Anzeichen für eine nur zögerliche Erholung der Arbeitsmärkte sehen die Experten auch in der Bezahlung der Beschäftigten. Diese steige trotz wachsender Produktivität nur langsam. Setze sich der Trend fort, werde dies längerfristig auch das Wachstum schwächen. Denn ein Anstieg der Reallöhne schlage sich in einem höheren Konsum und somit auch in Investitionen nieder.

Laut Report haben längst nicht alle Regionen der Welt gleich stark unter der weltweiten Rezession gelitten. Von wenigen Ausnahmen wie etwa der Bundesrepublik abgesehen traf die Krise die entwickelten Wirtschaftsnationen und die Mitgliedstaaten der Europäischen Union am heftigsten. Dort gebe es zwar nur 15 Prozent der Beschäftigten weltweit. Jedoch hätten diese Länder zu etwa 55 Prozent zum Anstieg der weltweiten Arbeitslosigkeit beigetragen.

Viele Menschen werden nach den Erwartungen hier in den kommenden Monaten wieder eine Beschäftigung finden. Jedoch werde die Zahl der Arbeitslosen auch 2011 noch um etwa 15 Millionen höher liegen als 2007 - das ist ein Anstieg um über 50 Prozent. Häufig würden Arbeitssuchende zudem nicht in Vollzeitbeschäftigung zurückfinden, sondern müssten sich mit Teilzeit-Jobs begnügen.

Die krisenbedingte Zunahme der weltweiten Arbeitslosigkeit wurde laut ILO-Report von einer deutlichen Abnahme des Anteils von jungen Beschäftigten in der Arbeitnehmerschaft begleitet. 2010 seien weltweit 78 Millionen Jugendliche ohne Arbeit gewesen, etwa 4,5 Millionen mehr als noch vor dem Ausbruch der Krise.

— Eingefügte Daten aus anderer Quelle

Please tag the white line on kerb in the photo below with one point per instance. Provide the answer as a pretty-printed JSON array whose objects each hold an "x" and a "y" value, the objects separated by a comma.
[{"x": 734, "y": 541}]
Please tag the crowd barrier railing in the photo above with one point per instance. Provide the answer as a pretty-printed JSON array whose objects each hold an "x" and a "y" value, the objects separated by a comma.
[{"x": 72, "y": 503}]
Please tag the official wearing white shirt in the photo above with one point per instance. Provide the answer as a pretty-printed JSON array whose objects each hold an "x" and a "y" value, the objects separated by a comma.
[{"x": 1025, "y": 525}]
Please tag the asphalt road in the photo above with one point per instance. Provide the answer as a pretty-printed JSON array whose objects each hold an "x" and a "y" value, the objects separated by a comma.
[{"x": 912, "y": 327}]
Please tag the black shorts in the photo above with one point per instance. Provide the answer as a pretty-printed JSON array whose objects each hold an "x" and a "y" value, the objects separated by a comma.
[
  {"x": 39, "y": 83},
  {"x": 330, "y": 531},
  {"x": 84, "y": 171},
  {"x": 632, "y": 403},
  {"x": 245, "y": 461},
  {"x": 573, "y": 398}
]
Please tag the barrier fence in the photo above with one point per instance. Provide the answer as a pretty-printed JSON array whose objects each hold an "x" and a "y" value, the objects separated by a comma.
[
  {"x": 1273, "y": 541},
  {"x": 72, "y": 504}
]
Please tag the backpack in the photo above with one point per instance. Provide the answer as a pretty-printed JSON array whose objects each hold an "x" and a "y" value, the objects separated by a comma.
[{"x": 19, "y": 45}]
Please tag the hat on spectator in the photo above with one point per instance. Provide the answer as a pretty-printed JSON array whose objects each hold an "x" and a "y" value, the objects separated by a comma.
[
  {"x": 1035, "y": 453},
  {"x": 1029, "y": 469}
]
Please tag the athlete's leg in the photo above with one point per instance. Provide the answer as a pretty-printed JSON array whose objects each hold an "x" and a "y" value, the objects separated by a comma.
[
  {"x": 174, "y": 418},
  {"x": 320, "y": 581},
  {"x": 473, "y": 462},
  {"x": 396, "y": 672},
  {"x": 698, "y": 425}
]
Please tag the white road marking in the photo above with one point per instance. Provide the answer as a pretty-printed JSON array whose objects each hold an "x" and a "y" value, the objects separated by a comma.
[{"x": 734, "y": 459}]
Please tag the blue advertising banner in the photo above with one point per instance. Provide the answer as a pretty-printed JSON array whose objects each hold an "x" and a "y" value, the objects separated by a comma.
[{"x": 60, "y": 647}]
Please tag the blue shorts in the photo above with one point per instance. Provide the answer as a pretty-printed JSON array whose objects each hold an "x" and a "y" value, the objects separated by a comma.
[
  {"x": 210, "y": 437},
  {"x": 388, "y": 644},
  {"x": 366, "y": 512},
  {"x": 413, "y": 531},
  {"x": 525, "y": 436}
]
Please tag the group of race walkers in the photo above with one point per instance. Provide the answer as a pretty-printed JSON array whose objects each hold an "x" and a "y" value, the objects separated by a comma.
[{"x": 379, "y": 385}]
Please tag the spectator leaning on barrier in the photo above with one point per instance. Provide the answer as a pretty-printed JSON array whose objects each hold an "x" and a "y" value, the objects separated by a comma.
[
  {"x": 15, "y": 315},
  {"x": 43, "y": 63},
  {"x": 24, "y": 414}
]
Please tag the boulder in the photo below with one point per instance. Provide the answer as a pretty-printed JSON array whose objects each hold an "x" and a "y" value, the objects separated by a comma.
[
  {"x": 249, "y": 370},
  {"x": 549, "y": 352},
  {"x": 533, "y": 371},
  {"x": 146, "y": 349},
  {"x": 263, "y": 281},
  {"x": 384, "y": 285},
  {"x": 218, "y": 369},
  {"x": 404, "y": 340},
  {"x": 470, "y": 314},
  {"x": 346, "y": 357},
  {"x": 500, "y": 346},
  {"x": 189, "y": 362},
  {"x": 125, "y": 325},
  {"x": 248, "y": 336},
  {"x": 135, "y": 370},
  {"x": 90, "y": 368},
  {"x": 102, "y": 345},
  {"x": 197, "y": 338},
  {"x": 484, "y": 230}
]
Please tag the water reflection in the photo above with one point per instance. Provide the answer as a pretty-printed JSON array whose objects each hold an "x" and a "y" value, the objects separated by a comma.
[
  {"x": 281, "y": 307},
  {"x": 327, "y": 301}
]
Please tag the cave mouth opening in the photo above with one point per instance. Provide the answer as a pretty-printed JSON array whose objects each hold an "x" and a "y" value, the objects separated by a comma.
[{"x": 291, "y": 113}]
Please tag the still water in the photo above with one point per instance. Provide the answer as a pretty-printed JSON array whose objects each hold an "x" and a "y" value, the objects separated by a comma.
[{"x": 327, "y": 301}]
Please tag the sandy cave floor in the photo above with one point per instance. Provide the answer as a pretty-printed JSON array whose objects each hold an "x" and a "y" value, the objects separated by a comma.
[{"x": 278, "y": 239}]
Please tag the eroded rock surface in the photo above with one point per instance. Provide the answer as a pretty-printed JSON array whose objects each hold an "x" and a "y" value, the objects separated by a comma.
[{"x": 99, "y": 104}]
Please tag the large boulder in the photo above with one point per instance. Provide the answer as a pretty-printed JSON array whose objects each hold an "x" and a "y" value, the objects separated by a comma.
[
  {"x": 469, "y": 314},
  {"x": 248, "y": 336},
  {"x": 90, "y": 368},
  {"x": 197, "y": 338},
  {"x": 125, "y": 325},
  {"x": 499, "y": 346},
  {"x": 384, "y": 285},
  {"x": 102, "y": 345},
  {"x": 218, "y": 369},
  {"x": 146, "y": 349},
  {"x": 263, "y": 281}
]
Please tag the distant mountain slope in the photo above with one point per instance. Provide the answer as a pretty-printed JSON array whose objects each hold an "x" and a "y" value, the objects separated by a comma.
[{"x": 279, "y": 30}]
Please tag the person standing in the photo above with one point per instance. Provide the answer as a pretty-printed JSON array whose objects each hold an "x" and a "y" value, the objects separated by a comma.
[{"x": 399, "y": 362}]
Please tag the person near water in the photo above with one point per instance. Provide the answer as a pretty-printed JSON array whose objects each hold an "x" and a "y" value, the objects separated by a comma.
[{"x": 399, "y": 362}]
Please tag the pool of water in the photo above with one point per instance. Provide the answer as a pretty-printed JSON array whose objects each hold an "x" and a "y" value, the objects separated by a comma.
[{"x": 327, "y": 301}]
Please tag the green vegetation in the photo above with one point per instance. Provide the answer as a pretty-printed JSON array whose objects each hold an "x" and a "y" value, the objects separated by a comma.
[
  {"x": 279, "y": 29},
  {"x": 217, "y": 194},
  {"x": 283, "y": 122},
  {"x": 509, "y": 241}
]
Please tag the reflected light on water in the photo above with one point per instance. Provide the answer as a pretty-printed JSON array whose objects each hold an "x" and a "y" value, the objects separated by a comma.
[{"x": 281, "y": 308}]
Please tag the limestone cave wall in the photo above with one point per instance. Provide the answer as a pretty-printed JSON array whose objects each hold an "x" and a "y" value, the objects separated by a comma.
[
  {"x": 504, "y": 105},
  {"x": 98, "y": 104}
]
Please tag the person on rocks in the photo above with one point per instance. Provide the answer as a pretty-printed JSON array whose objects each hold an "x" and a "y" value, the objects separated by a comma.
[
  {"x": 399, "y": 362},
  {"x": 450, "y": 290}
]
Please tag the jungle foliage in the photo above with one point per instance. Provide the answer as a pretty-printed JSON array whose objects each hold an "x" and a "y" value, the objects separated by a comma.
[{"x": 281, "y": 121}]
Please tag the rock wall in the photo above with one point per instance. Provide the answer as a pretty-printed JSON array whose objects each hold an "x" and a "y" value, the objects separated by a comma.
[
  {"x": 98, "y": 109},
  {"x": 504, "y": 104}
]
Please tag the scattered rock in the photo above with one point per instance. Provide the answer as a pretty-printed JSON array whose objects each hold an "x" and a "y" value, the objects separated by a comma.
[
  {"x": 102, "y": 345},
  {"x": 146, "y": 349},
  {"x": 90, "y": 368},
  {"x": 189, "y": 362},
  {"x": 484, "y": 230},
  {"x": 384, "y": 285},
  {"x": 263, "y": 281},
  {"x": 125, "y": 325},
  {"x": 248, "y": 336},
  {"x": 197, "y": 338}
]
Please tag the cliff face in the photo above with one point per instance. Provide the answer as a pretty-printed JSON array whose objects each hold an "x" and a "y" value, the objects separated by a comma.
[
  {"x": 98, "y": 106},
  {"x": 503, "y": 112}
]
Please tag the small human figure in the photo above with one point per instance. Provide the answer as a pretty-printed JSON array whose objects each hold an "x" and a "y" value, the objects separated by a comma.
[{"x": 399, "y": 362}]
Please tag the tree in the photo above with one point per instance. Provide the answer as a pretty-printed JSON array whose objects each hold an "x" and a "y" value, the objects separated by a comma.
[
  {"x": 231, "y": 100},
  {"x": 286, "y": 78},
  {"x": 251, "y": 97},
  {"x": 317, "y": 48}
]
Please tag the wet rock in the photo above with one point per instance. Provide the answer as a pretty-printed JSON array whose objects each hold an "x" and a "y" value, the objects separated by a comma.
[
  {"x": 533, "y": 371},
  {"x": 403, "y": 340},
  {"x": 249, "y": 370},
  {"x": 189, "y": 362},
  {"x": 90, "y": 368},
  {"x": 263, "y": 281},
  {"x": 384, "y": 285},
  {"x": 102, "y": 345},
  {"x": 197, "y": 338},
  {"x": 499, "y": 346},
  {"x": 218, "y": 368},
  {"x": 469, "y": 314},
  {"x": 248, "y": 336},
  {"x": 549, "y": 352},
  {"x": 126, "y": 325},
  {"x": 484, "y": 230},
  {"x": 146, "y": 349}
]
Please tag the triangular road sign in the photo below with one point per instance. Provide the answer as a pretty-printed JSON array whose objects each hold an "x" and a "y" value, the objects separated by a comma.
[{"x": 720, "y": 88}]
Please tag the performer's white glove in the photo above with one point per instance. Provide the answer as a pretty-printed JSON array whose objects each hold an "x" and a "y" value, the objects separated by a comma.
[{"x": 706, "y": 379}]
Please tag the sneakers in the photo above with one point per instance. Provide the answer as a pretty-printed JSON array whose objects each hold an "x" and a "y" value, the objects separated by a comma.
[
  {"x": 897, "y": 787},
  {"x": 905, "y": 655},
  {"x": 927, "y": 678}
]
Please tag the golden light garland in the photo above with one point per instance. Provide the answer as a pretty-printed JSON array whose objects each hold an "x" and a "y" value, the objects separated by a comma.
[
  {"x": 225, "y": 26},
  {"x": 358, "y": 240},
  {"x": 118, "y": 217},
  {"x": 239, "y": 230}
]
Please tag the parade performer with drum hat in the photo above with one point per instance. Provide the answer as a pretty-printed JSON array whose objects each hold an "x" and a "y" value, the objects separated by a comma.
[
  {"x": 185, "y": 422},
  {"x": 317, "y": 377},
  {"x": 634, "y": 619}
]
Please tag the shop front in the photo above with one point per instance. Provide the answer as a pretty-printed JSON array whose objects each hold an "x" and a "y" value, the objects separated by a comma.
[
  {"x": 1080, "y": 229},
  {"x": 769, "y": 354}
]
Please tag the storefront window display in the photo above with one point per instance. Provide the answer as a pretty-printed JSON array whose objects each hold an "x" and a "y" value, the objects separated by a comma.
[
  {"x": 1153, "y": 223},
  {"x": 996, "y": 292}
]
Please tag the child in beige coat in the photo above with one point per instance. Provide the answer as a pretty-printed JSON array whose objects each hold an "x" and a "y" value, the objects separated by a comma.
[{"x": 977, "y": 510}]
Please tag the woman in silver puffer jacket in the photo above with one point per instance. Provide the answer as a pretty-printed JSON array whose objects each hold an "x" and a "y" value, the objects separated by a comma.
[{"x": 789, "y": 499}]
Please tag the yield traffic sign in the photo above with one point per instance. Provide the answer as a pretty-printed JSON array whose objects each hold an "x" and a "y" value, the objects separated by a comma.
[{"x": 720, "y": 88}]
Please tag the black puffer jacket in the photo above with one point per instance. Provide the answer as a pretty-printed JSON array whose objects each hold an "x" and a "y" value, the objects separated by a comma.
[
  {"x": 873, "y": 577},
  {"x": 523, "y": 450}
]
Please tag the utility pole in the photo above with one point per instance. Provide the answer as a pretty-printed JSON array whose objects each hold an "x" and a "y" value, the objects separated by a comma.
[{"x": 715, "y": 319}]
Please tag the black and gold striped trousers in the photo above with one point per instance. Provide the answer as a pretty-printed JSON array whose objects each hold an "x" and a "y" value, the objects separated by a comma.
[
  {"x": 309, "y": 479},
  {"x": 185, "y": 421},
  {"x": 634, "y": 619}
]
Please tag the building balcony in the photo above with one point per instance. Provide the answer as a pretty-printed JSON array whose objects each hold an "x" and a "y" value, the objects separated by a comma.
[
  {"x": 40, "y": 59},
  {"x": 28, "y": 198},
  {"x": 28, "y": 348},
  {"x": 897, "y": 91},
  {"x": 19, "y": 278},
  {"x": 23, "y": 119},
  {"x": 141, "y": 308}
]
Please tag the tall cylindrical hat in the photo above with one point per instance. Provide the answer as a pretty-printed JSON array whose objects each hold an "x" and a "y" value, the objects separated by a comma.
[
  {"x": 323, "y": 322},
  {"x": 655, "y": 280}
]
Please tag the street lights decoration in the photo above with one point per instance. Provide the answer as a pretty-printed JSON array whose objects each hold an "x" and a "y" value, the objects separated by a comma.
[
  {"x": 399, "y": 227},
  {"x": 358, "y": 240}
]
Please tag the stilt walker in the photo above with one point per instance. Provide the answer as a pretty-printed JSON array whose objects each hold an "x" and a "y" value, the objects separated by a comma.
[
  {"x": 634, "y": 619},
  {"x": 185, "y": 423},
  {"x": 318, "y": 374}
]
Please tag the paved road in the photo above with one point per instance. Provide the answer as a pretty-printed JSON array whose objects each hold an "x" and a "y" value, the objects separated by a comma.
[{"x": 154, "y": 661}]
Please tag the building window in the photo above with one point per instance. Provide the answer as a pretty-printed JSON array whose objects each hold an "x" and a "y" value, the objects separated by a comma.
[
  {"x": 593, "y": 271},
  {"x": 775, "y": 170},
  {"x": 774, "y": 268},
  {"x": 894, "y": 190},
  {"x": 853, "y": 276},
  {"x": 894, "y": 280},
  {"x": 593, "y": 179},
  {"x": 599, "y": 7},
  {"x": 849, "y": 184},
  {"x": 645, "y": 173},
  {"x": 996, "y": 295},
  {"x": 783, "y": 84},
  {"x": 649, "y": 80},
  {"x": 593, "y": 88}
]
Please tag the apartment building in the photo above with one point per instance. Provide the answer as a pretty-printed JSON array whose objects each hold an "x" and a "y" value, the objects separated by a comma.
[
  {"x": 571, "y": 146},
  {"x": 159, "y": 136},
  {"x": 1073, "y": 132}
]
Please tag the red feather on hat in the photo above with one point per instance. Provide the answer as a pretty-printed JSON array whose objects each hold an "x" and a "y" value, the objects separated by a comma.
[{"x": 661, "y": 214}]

Die Arbeitslosenquote der 15- bis 24-Jährigen habe 12,6 Prozent betragen.

Angesichts der anhaltenden Arbeitslosigkeit ruft die ILO die Regierungen in der Welt dazu auf, die geplanten Einsparungen in den nationalen Haushalten ausgewogen zu gestalten. Der Fokus dürfe sich nicht auf Einsparungen verengen, heißt es in dem Bericht. Einschnitte, die nicht sorgfältig abgewogen seien, würden die Aussichten für den Arbeitsmarkt weiter verschlechtern. Gezielte Förderprogramme hingegen könnten den weltweiten Aufschwung sogar noch befördern und Arbeitslosigkeit reduzieren.